Hollywood Onlusu'nun kara listeye alınması, sonuçta film endüstrisinde çalışan yüzlerce kişiyi hedef alan daha geniş bir kampanyanın başlangıcı oldu. Kara liste sadece birçok kariyeri yok etmekle kalmadı, aynı zamanda üretilebilecek "kabul edilebilir" film yelpazesini de ciddi şekilde kısıtlayarak Amerikan film endüstrisinde yaratıcılığı ve ifade özgürlüğünü boğdu.
Özgür Düşüncenin Bastırılması
HUAC, FBI'ın gizli karşı istihbarat programından (COINTELPRO) Senatör Joseph McCarthy'nin "İkinci Kızıl Tehlike"sine kadar, algılanan yıkıcıları "etkisiz hale getirmeyi" amaçlayan çeşitli ABD Hükümeti girişimlerinin tipik bir örneğiydi. HUAC'ın himayesi altında, komünistler (şüpheli ya da gerçek) insanlıktan çıkarıldı ve "hastalık yayan", "termitler", "yılanlar" ve "zehirli mikroplar" gibi "dünya çapında bir gangster örgütü" olarak tasvir edildi. Sivil Haklar için ajitasyon yapanlar da dahil olmak üzere ilerici sivil örgütler hızla komünist cepheler olarak damgalandı (Matsuda, 1999).

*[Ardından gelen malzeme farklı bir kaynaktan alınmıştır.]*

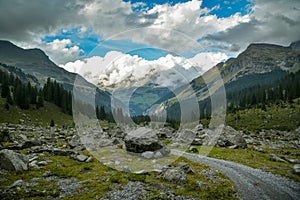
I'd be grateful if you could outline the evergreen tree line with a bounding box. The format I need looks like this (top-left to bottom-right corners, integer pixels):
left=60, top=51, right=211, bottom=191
left=167, top=71, right=300, bottom=123
left=0, top=70, right=44, bottom=110
left=42, top=78, right=72, bottom=115
left=0, top=70, right=72, bottom=115
left=227, top=71, right=300, bottom=112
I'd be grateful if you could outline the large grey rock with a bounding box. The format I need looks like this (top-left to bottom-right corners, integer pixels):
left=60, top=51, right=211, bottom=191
left=125, top=127, right=165, bottom=153
left=22, top=138, right=42, bottom=149
left=0, top=149, right=29, bottom=171
left=162, top=168, right=187, bottom=183
left=217, top=125, right=247, bottom=149
left=175, top=129, right=196, bottom=144
left=141, top=151, right=154, bottom=159
left=199, top=125, right=247, bottom=149
left=293, top=164, right=300, bottom=174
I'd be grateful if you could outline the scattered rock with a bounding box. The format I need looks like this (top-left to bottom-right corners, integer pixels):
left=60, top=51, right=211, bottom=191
left=270, top=154, right=287, bottom=163
left=0, top=149, right=29, bottom=171
left=216, top=125, right=247, bottom=149
left=37, top=160, right=48, bottom=166
left=141, top=151, right=154, bottom=159
left=85, top=156, right=93, bottom=162
left=293, top=164, right=300, bottom=174
left=191, top=138, right=203, bottom=145
left=178, top=162, right=195, bottom=174
left=121, top=166, right=131, bottom=173
left=189, top=147, right=199, bottom=153
left=125, top=127, right=165, bottom=153
left=253, top=146, right=264, bottom=153
left=75, top=154, right=88, bottom=162
left=162, top=168, right=188, bottom=183
left=22, top=138, right=42, bottom=149
left=200, top=169, right=220, bottom=183
left=134, top=169, right=149, bottom=175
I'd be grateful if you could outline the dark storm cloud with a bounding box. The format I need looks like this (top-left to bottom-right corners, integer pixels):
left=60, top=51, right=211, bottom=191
left=204, top=0, right=300, bottom=50
left=0, top=0, right=86, bottom=41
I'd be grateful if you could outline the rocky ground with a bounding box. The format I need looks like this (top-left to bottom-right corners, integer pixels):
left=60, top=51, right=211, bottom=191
left=0, top=124, right=300, bottom=199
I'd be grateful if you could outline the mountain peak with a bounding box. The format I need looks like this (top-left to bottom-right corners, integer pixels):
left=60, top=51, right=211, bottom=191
left=290, top=40, right=300, bottom=50
left=247, top=43, right=286, bottom=49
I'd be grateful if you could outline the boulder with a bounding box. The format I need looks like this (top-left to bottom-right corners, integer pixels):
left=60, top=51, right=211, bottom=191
left=270, top=154, right=287, bottom=163
left=141, top=151, right=154, bottom=159
left=189, top=147, right=199, bottom=153
left=22, top=138, right=42, bottom=149
left=217, top=125, right=247, bottom=149
left=178, top=162, right=195, bottom=174
left=125, top=127, right=165, bottom=153
left=0, top=149, right=29, bottom=171
left=175, top=129, right=196, bottom=144
left=198, top=124, right=247, bottom=149
left=162, top=168, right=187, bottom=183
left=293, top=164, right=300, bottom=174
left=75, top=154, right=88, bottom=162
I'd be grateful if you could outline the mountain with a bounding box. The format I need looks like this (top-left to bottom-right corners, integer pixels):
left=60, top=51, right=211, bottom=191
left=155, top=41, right=300, bottom=119
left=0, top=40, right=93, bottom=90
left=0, top=40, right=111, bottom=111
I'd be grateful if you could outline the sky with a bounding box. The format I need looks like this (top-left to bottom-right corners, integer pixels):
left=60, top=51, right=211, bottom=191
left=0, top=0, right=300, bottom=86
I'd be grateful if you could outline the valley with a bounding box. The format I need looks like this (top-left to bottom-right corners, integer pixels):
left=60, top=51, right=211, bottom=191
left=0, top=41, right=300, bottom=200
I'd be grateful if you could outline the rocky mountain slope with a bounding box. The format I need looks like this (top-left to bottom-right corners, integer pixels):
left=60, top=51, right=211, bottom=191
left=157, top=41, right=300, bottom=119
left=0, top=40, right=111, bottom=111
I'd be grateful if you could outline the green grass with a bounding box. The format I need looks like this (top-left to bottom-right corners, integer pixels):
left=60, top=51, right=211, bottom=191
left=0, top=97, right=73, bottom=127
left=192, top=146, right=300, bottom=182
left=226, top=99, right=300, bottom=131
left=0, top=154, right=236, bottom=199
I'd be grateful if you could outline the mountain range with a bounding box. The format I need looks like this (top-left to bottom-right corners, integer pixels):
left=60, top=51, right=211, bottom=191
left=0, top=41, right=300, bottom=118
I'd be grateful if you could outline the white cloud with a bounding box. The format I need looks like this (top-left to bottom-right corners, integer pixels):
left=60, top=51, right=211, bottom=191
left=60, top=51, right=228, bottom=88
left=43, top=39, right=83, bottom=64
left=189, top=52, right=228, bottom=72
left=204, top=0, right=300, bottom=51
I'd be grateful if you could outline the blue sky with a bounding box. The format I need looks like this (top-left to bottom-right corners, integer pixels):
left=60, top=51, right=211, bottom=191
left=41, top=0, right=252, bottom=60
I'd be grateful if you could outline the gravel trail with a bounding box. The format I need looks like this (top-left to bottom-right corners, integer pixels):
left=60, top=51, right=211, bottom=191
left=172, top=150, right=300, bottom=200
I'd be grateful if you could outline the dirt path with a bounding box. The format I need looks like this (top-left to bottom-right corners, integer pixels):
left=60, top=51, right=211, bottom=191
left=172, top=150, right=300, bottom=200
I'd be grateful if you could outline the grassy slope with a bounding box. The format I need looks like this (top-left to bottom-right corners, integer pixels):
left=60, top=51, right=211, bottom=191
left=226, top=99, right=300, bottom=131
left=0, top=97, right=73, bottom=126
left=0, top=155, right=237, bottom=199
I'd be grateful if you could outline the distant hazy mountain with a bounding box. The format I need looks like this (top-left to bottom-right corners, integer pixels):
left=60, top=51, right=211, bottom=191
left=0, top=40, right=111, bottom=110
left=152, top=41, right=300, bottom=119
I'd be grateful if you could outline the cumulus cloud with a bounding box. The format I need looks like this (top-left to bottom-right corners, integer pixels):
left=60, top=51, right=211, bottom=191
left=189, top=52, right=228, bottom=71
left=43, top=39, right=83, bottom=64
left=60, top=51, right=227, bottom=88
left=205, top=0, right=300, bottom=50
left=0, top=0, right=253, bottom=63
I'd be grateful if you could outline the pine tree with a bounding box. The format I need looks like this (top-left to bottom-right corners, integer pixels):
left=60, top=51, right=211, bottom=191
left=1, top=80, right=10, bottom=98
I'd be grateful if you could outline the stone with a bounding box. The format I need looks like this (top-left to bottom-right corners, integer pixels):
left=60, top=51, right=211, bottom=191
left=191, top=138, right=203, bottom=146
left=85, top=156, right=93, bottom=162
left=178, top=162, right=195, bottom=174
left=217, top=125, right=247, bottom=149
left=270, top=154, right=287, bottom=163
left=175, top=129, right=196, bottom=144
left=121, top=166, right=131, bottom=173
left=293, top=164, right=300, bottom=174
left=36, top=160, right=48, bottom=166
left=22, top=138, right=42, bottom=149
left=75, top=154, right=88, bottom=162
left=0, top=149, right=29, bottom=171
left=154, top=151, right=163, bottom=158
left=134, top=169, right=149, bottom=175
left=253, top=146, right=264, bottom=153
left=125, top=127, right=165, bottom=153
left=162, top=168, right=188, bottom=183
left=189, top=147, right=199, bottom=153
left=141, top=151, right=154, bottom=159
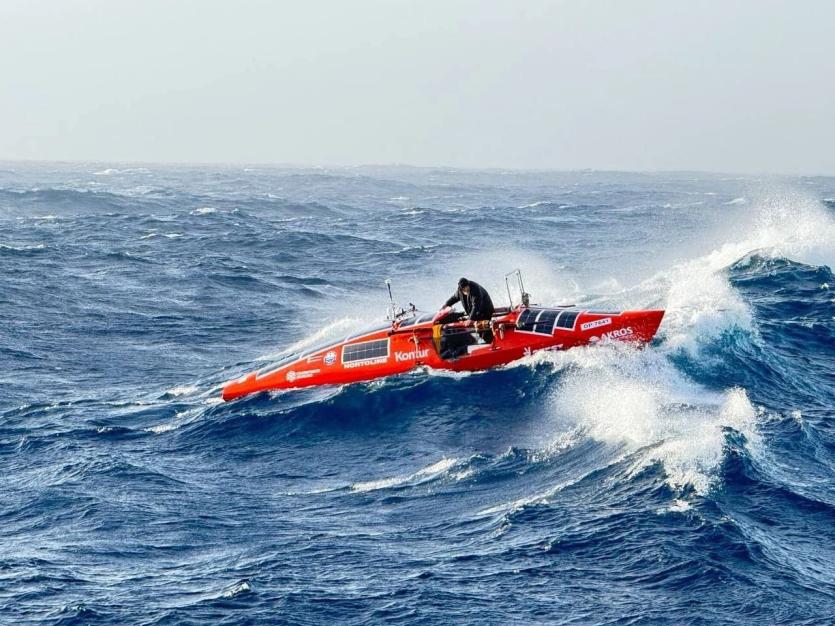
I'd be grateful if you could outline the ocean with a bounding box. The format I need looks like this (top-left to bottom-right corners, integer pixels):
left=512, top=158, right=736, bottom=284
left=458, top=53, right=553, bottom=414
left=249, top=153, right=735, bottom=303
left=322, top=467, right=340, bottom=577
left=0, top=163, right=835, bottom=625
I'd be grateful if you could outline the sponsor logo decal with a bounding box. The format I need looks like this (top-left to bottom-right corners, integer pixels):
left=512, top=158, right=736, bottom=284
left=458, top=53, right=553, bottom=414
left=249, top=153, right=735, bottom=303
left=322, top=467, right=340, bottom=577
left=580, top=317, right=612, bottom=330
left=287, top=370, right=321, bottom=383
left=342, top=356, right=389, bottom=369
left=600, top=326, right=634, bottom=339
left=394, top=348, right=429, bottom=363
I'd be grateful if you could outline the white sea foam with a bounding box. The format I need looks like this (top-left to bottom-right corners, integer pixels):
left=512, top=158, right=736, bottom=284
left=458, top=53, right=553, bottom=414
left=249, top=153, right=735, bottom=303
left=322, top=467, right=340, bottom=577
left=256, top=317, right=363, bottom=361
left=553, top=346, right=759, bottom=494
left=166, top=385, right=198, bottom=396
left=0, top=243, right=46, bottom=252
left=351, top=458, right=460, bottom=492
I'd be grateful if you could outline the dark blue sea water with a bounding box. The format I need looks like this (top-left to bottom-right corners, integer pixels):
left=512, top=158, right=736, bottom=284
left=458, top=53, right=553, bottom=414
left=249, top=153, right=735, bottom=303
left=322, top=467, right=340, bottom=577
left=0, top=164, right=835, bottom=625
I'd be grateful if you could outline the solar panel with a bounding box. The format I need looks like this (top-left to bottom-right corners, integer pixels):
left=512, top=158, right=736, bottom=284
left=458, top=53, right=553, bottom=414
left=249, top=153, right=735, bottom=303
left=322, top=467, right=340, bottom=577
left=342, top=339, right=389, bottom=363
left=516, top=309, right=560, bottom=335
left=557, top=311, right=580, bottom=330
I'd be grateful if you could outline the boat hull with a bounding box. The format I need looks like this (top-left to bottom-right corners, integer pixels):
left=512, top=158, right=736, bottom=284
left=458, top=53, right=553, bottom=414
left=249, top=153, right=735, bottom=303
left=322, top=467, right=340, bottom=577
left=223, top=307, right=664, bottom=400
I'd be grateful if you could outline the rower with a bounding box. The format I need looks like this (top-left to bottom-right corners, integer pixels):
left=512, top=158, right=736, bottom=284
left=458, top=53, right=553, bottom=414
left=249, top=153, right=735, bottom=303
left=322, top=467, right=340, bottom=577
left=444, top=278, right=494, bottom=343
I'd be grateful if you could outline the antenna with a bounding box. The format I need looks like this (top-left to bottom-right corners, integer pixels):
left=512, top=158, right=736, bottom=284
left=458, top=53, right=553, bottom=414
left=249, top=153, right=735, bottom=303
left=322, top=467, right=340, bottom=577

CPUSA'nın ABD Hükümetinin devrilmesini açıkça reddeden anayasasına rağmen HUAC, siyasi sola Amerika'yı yok etmeye niyetli sinsi bir "iç düşman" muamelesi yaptı. HUAC ve benzeri ABD Hükümeti programlarının çabaları ve faaliyetleri Amerikan solunu başarılı bir şekilde yok etti. Bunu yaparken de bir korku ve suçlama ortamı yaratarak ifade özgürlüğünü ve temel sivil özgürlükleri Birleşik Devletler genelinde ciddi bir şekilde bastırdılar.